Después del naufragio que había estado a punto de acabar con ella años atrás, Bebelágrimas había jurado apartarse del agua. Comerciar con carne en el mar era más peligroso que transportarla por tierra. Pero Bebelágrimas habría jurado que la Madre de los Océanos seguía obstinada en convertir su vida en un suplicio, aunque ello supusiera involucrar a su hermana, la Madre de las Tormentas, en la tortura.
Ni una sola ráfaga de viento.
Ni una sola gota de lluvia.
Aun así, esa florecilla bonita estaba fresca, y unas curvas como las que tenía se venderían a buen precio en el mercado. Había sido un golpe de suerte encontrarla allí fuera, inmaculada entre toda la mierda. Entre los asaltadores, los esclavistas y los krakens de arena, los Susurriales ashkahi no eran lugar para que los recorriera una chica sola. Si la había encontrado Bebelágrimas antes que otra persona, u otra cosa, por fuerza tenía que ser que una de las Hijas estaba sonriéndole. Era casi como si alguien deseara que todo sucediera como había sucedido...

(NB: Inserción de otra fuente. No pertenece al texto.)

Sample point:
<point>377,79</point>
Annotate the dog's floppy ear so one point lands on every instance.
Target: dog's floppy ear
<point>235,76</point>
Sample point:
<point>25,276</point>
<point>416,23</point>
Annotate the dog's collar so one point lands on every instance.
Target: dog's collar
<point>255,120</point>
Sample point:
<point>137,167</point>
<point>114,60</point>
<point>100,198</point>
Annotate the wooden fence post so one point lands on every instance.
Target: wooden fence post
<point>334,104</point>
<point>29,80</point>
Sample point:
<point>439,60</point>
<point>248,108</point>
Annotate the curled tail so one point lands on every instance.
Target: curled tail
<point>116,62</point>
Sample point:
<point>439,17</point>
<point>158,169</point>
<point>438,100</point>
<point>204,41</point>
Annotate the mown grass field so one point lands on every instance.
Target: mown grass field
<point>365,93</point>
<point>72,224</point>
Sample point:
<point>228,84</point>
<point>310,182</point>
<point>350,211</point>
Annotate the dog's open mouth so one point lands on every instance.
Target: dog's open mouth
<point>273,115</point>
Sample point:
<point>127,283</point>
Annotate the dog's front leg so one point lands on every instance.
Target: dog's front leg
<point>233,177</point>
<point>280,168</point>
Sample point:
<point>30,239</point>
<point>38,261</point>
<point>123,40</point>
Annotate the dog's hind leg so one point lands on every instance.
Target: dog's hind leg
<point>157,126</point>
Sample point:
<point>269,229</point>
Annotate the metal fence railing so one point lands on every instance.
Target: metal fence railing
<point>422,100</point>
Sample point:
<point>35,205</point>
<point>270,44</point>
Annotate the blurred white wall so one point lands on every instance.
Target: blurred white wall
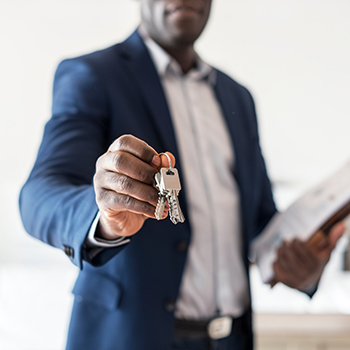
<point>293,56</point>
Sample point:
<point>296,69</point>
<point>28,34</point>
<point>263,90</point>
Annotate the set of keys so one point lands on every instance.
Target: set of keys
<point>168,183</point>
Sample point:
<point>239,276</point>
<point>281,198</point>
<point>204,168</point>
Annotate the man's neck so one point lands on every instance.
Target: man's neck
<point>186,57</point>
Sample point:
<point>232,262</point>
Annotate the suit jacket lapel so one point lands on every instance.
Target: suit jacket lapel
<point>231,111</point>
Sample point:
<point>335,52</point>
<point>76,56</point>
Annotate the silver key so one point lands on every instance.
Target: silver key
<point>175,210</point>
<point>162,196</point>
<point>168,182</point>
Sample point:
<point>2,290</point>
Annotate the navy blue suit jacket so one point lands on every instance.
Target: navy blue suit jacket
<point>125,297</point>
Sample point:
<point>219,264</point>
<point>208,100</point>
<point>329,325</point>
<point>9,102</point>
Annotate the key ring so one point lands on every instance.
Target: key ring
<point>169,160</point>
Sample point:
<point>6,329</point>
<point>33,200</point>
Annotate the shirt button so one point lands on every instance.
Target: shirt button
<point>182,247</point>
<point>169,305</point>
<point>69,251</point>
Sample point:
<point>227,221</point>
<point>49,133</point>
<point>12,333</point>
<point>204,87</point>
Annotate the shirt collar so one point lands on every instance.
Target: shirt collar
<point>165,63</point>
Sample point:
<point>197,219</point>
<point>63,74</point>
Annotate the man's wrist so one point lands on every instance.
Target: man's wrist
<point>94,240</point>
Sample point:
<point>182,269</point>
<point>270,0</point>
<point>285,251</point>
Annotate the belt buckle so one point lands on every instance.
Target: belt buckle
<point>219,327</point>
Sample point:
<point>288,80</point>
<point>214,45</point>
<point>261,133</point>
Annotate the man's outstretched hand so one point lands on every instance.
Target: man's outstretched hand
<point>300,264</point>
<point>124,186</point>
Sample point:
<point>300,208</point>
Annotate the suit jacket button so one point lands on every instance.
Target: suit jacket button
<point>69,251</point>
<point>169,305</point>
<point>182,247</point>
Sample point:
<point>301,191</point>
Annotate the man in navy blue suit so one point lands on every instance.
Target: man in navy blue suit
<point>148,284</point>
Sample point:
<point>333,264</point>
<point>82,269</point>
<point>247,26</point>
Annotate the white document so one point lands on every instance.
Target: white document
<point>302,219</point>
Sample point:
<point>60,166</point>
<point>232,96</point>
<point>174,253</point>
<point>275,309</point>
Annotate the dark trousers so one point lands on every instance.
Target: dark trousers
<point>241,338</point>
<point>232,342</point>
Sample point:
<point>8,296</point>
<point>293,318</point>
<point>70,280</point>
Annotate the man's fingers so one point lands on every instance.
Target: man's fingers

Metieron a la chica en el primer carro, con las otras doncellas y los niños. La jaula de hierro oxidado tenía un metro ochenta de altura. El suelo estaba manchado de inmundicia, y la peste de los cuerpos sudorosos y el olor a podrido de los alientos eran casi tan horribles como lo habían sido los cadáveres de los camellos. El grandullón, llamado Graco, no la había tratado con delicadeza, pero había cumplido las órdenes de su capitana y sus manos no habían hecho más que arrojarla al suelo, cerrar la jaula de un portazo y echar la llave. La chica se acurrucó en el suelo. Sintió las miradas de las mujeres que tenía alrededor y los ojos curiosos de los niños y las niñas. Le dolían las costillas por la tunda que había recibido, y sus lágrimas habían trazado surcos entre la sangre y la mugre de sus mejillas. Se esforzó en tranquilizarse. Ojos cerrados.
Solo respirar.
Al cabo de un tiempo, sintió que unas manos amables la ayudaban a levantarse. La jaula estaba llena, pero quedaba espacio para que pudiera sentarse en una esquina, con la espalda apretada contra los barrotes. Abrió los ojos y vio un rostro joven y bondadoso, muy sucio, de ojos verdes.
—¿Hablas liisiano? —preguntó la mujer.
La chica asintió en silencio.
—¿Cómo te llamas?
La muchacha dejó escapar su nombre entre sus labios hinchados:
—Lexa.
—Por las Cuatro Hijas —dijo contrariada la mujer, echándole el pelo hacia atrás—. ¿Cómo ha terminado una cosa tan bonita como tú en un sitio como este?
Lexa bajó la mirada a la sombra que tenía debajo. La alzó hacia aquellos relucientes ojos verdes.
—Bueno —dijo con un suspiro—. Esa es la cuestión, ¿verdad?